Are you interested in diversifying your portfolio? Maybe you're not even sure what that means. Creating a diversified portfolio generally entails putting your money into multiple types of investments, such as stocks, bonds and other kinds of assets. It may be the key to unlocking long-term investment growth — and it could also help you manage risk, as you wouldn't be putting all of your money into one place.
While there's no portfolio diversification formula that will work for everyone, certain fundamental principles could help you reach your financial goals. Learn more about how you could strategically diversify your portfolio — and manage market fluctuations.
Finding the Right Balance
If you put all of your eggs in one basket, what happens if the basket drops? That's really the heart of portfolio diversification — spreading your money out among a number of different asset classes to help manage risk. A diversified portfolio could contain multiple asset classes, which are groupings of similar types of investments. The largest asset classes are stocks, bonds and "cash," such as money market funds and bank certificates of deposit (CDs). There are also other types of assets, like real estate and commodities (such as gold and silver), that fall into a broad classification called "alternative investments."

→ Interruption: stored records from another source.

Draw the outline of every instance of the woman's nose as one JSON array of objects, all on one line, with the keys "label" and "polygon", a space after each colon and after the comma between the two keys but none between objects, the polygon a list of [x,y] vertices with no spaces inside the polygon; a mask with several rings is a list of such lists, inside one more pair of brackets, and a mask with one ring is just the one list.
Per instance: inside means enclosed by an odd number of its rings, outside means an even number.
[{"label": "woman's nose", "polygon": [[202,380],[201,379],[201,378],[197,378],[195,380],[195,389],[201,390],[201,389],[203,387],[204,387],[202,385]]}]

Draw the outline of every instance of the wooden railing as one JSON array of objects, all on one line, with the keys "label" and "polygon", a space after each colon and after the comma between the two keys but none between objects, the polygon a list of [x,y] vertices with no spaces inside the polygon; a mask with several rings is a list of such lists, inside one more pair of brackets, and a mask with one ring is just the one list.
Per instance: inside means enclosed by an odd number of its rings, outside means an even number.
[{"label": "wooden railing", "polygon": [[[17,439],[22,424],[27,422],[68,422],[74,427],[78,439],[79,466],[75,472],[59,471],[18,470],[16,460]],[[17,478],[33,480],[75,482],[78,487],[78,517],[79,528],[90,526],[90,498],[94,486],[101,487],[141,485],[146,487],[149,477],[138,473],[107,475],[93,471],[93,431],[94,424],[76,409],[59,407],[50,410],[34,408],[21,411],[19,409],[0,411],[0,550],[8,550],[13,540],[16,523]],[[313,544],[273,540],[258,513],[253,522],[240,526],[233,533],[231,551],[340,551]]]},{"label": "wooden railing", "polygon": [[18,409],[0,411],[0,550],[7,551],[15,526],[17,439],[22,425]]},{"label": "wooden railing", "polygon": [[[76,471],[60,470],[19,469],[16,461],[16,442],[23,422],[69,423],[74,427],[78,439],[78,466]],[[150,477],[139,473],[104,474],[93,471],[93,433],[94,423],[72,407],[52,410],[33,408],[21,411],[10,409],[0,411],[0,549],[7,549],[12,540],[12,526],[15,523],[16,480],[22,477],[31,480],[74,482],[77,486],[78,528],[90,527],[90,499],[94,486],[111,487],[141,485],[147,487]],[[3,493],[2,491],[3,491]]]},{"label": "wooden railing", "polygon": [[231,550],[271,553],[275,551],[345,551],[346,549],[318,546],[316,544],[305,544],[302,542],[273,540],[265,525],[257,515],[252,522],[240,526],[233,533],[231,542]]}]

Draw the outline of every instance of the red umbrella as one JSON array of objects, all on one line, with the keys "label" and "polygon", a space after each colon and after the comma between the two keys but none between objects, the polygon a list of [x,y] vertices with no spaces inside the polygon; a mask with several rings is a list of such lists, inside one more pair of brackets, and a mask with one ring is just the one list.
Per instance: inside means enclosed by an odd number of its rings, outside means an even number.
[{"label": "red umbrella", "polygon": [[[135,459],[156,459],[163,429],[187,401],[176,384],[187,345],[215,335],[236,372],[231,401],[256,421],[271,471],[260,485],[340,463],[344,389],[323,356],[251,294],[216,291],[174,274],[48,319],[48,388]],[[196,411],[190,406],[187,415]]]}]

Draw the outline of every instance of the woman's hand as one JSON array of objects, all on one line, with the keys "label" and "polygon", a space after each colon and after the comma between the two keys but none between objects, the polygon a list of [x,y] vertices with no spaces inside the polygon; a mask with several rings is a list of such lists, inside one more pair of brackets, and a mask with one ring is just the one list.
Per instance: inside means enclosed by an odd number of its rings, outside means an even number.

So, what is the optimal proportion of each asset class? Well, that could vary depending on different factors, such as your age, risk tolerance, the size of your portfolio and any anticipated inheritance. Remember, there's no formula that works for everyone, but arming yourself with information could help you find — and keep — the right balance.
Stocks historically perform better than other asset classes, but they're also volatile. The longer your time horizon, the greater your chances of seeing your portfolio progressively increase — and rebound after any periods of decline. Therefore, stocks could make sense as a larger part of a younger person's portfolio. Someone with a large portfolio might also consider having a higher allocation to stocks — as their ability to afford retirement or leave an inheritance might not be compromised by a dip in the stock market.
If you have a low tolerance for risk — that is, if periods of market volatility make you nervous — you could consider making stocks a smaller part of your portfolio and bonds and cash a larger part of your portfolio. This could help satisfy your need for relative stability, as your overall diversified portfolio might not fall as much in a period of market decline. However, note that diversification neither assures a profit not guarantees against a loss in a declining market.
Some other important things you could keep in mind? Consider diversifying within asset classes. Within the stock asset class, for example, this could mean having growth stocks, high-dividend-paying stocks and international stocks, among others. And within the bond asset class, you could diversify by a bond's credit quality, length to maturity and tax status — as some bonds are exempt from income tax. Diversification could also be an important consideration for those with company stock options, as investing too much in one stock could lead to an unbalanced portfolio. Periodically giving your portfolio a checkup could help you decide if you need to rebalance your assets.
Portfolio diversification could be a part of your investment strategy. So, consider speaking with a registered representative. A financial professional can conduct a financial needs analysis, which is an assessment of your current financial state, and help you develop a plan to reach your financial goals.
Making Sense of Funds
Perhaps the simplest way to build a diversified portfolio is with mutual funds. Shares of mutual funds — and their newer cousins, exchange-traded funds (ETFs) — represent a piece of a large managed portfolio. Some are very broadly diversified. For example, "balanced" funds hold both stocks and bonds. Others are broadly diversified within a large category of stocks, such as blue chip stocks, or bonds, such as highly rated corporate bonds.
Other funds have very narrow investment parameters, such as a specific industry sector or geographic region. Some funds pursue an "active" strategy, which means a portfolio manager is actively purchasing and selling individual securities within the fund portfolio in search of the best opportunities. In contrast, a "passive" fund is designed to track a specific market index.
You could also consider investing in a professionally managed portfolio that has a different legal underpinning than a mutual fund or ETF. All you would have to do is decide which managed portfolio is right for you at any particular life stage. Note that past performance is no indication of future results.
Market fluctuations are inevitable. An appropriately diversified portfolio (and a cool head) are your best protection. Diversifying your portfolio doesn't have to feel like a balancing act. Armed with the right information, you could be one step closer to reaching your financial goals and minimizing your investment risk for a more secure — and potentially more prosperous — tomorrow.